Uphaar Tragedy: A long battle for public safety

Whenever a discussion on public safety is held, the mention of Uphaar tragedy invariably crops up.
Uphaar Cinema (Photo | YouTube Screengrab)
Uphaar Cinema (Photo | YouTube Screengrab)

Whenever a discussion on public safety is held, the mention of the Uphaar tragedy invariably crops up. Last week was the 25th anniversary of one of the most gruesome events to have taken place in the city. June 13, 1997 was a Friday and film ‘Border’ was released at Uphaar Cinema in the Green Park area of South Delhi.

During the matinee show, a fire started in the basement of the cinema hall and the smoke spread to the theatre trapping people inside, as the doors were locked. In the veritable gas chamber, 59 people died of asphyxiation, while 103 were seriously injured, many in the stampede which followed.

This event would have vanished from public memory in the times to come but for the next of kin of those who died in the tragedy. They fought a vehement battle against a system and the wealthy accused to get justice for the dead, who had fallen prey to government apathy and a compromised system.

In 1983, following a fire in a high-rise building in the Rajendra Place area, a safety audit was done across the city.

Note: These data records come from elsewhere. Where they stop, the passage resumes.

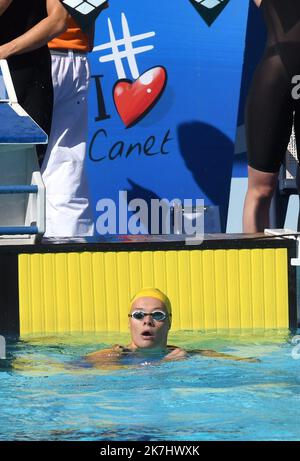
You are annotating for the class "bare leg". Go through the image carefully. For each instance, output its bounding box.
[243,166,278,233]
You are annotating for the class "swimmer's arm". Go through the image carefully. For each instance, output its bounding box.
[85,344,125,363]
[0,0,13,16]
[0,0,68,59]
[188,349,260,362]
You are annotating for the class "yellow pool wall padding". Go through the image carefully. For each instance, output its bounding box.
[19,248,289,336]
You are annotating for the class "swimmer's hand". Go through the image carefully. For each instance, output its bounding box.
[86,344,129,363]
[188,349,260,363]
[162,347,188,361]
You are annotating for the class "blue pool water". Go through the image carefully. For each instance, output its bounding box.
[0,331,300,441]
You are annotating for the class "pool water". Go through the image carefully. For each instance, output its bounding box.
[0,331,300,441]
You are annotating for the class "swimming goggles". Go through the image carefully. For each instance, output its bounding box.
[128,311,171,322]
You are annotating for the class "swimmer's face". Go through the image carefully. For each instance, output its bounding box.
[129,297,171,349]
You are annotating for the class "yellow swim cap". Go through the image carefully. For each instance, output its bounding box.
[129,287,172,316]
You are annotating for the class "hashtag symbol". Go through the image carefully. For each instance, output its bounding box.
[195,0,224,9]
[94,13,155,79]
[62,0,107,15]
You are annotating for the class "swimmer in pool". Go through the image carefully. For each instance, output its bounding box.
[86,288,257,366]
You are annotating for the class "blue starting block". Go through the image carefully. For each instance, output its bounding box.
[0,60,47,244]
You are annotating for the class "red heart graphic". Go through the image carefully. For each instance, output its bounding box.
[113,67,167,128]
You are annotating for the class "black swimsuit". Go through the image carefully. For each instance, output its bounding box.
[0,0,53,163]
[246,0,300,173]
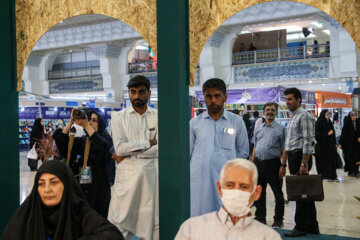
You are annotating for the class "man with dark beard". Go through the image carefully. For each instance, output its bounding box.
[108,76,158,240]
[251,102,286,228]
[190,78,249,216]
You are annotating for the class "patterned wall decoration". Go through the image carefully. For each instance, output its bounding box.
[130,72,157,88]
[194,68,200,86]
[234,59,329,83]
[15,0,156,91]
[49,76,104,94]
[15,0,360,91]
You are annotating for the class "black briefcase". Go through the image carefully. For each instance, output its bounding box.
[285,175,324,201]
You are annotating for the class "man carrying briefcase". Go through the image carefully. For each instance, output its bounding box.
[284,88,320,237]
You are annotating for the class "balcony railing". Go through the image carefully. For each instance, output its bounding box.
[128,61,157,73]
[233,44,330,65]
[48,67,101,80]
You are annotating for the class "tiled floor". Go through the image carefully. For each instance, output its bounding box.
[20,153,360,238]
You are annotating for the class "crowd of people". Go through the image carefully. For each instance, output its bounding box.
[2,76,360,240]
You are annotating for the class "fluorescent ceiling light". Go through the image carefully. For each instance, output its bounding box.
[260,25,302,32]
[286,33,316,40]
[311,22,322,28]
[322,29,330,36]
[136,46,149,50]
[239,30,251,34]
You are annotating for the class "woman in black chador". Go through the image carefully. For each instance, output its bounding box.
[315,109,338,181]
[1,160,124,240]
[53,109,115,217]
[340,112,360,177]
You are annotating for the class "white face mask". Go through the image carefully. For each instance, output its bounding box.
[221,189,255,217]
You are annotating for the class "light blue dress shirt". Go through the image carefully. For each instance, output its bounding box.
[190,110,249,216]
[254,121,286,160]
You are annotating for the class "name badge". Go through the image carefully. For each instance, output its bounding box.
[224,128,235,134]
[79,166,92,184]
[145,127,156,140]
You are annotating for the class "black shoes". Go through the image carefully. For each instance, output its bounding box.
[284,228,306,237]
[306,228,320,235]
[271,220,284,228]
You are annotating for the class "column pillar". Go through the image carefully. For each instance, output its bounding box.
[156,0,190,240]
[90,44,127,102]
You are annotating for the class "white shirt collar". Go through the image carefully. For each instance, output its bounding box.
[129,105,151,115]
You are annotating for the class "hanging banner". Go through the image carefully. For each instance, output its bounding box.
[279,87,316,104]
[315,91,352,108]
[196,87,279,104]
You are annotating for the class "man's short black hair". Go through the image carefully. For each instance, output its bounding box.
[232,109,240,115]
[203,78,226,95]
[263,102,279,112]
[127,75,150,91]
[284,88,302,103]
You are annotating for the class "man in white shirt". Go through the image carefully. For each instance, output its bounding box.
[108,76,158,240]
[175,158,281,240]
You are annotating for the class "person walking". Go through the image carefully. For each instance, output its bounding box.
[339,112,360,177]
[108,75,158,240]
[315,109,339,182]
[251,102,287,228]
[284,88,320,237]
[190,78,249,216]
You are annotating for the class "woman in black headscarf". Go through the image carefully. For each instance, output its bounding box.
[53,109,115,218]
[340,112,360,177]
[30,118,46,148]
[315,109,339,181]
[2,160,124,240]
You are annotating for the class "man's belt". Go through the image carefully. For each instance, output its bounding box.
[287,148,302,154]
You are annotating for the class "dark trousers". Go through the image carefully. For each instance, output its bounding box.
[288,149,319,232]
[255,158,284,223]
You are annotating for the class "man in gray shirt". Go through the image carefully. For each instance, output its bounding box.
[284,88,320,237]
[251,102,286,228]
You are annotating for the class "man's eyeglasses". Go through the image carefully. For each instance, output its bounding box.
[265,108,276,112]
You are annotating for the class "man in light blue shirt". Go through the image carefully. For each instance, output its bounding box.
[190,78,249,216]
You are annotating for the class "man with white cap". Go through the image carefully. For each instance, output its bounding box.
[175,159,281,240]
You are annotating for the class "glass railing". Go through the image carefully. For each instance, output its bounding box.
[48,67,101,80]
[128,61,157,73]
[233,44,330,65]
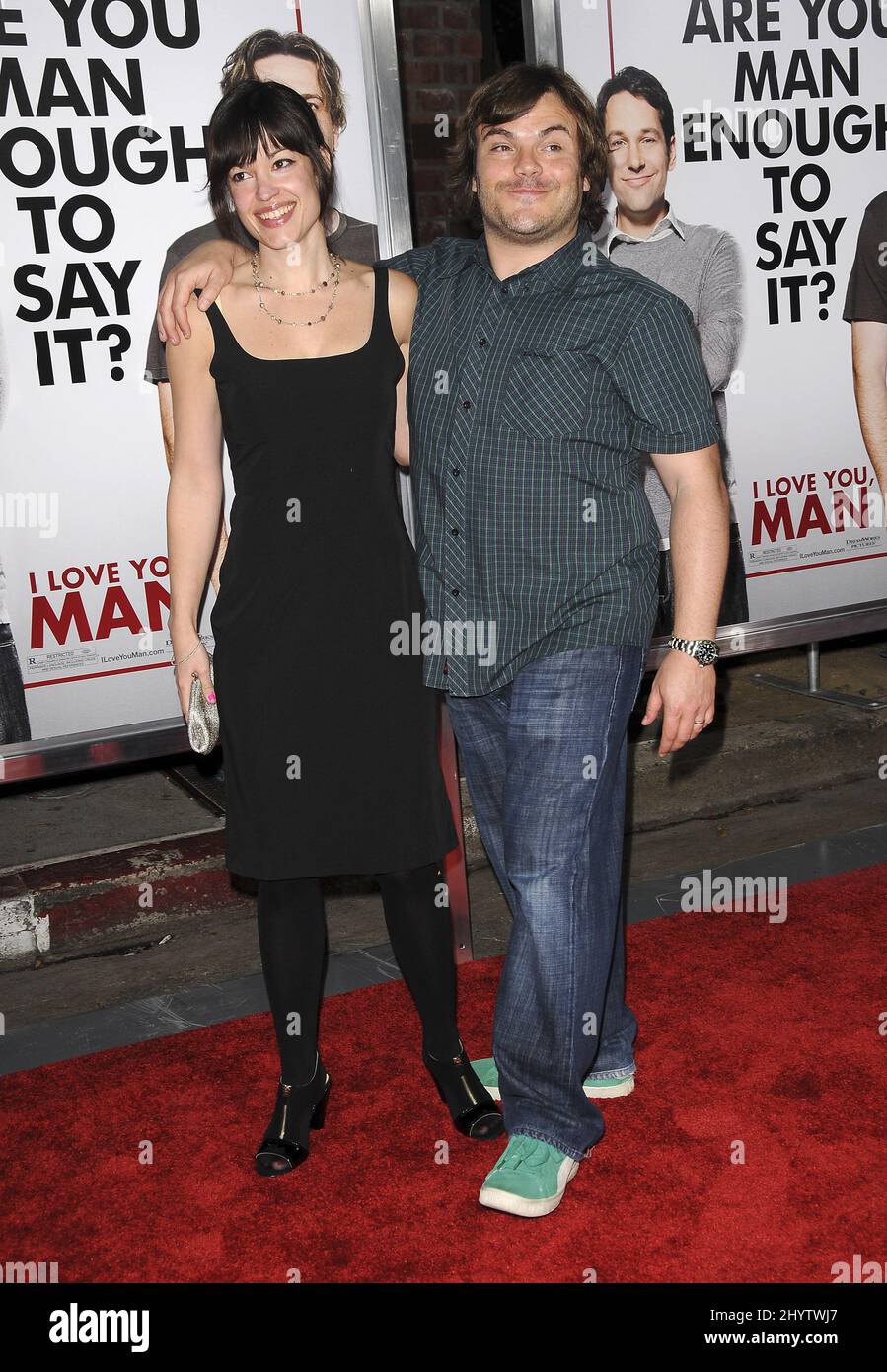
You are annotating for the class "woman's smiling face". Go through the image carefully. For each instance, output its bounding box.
[228,144,321,249]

The license of Uphaar cinema was cancelled after an inspection as it was found to have made 10 serious violations.

Sidharth Mishra
Sidharth Mishra

The license was, however, soon restored and in 1997, when the tragedy took place, it was found that none of these violations had been corrected. The sight on the evening of June 13, 1997 was several men, women and children sleeping in absolute peace and calm on the stretchers at AIIMS. They all carried just a tag on their toe-thumb, pronouncing them dead. No scar, no burn, no stress, just the calm of deep sleep on their faces. The next day, as a reporter working for a daily then, one was deployed at the cremation grounds, where betrayed souls moved in unison to meet their respective gods.

After a few days, maybe a month, when the public anger over Uphaar had started to wane, NeelamKrishnamoorthy, who had lost her teenage son and daughter in the gas chamber, emerged on the scene. She organised the victims and ensured that the Ansals, the owners of Uphaar cinema, had a tough battle at hand.

“We went and met advocate KTS Tulsi who advised that we should get organised if we wanted to take on the builder lobby,” Neelam had once said in a newspaper interview. Nine families of 28 victims got together to form the Association of the Victims of Uphaar Tragedy (AVUT).

Krishnamoorthycontinues to fight this battle for 25 years now. When Ansal’s lawyer Ram Jethmalani, the late veteran jurist, called her an insane woman, she hit back saying, “Yes, I am insane and the Ansals and their lawyers have made me insane by continuously threatening me, intimidating me and tampering with the evidence to secure justice. If fighting for justice for children for long years is insanity, then I am insane.”

Following’s Association of Victims of Uphaar Tragedy (AVUT) battle, the long-stuck trauma centre at the AIIMS was finally built and commissioned, which in turn has saved many lives. The Delhi Government has promised to build a third trauma centre. The second is located near Metcalf House. AVUT is also fighting for a law for the prevention of man-made tragedies in public places.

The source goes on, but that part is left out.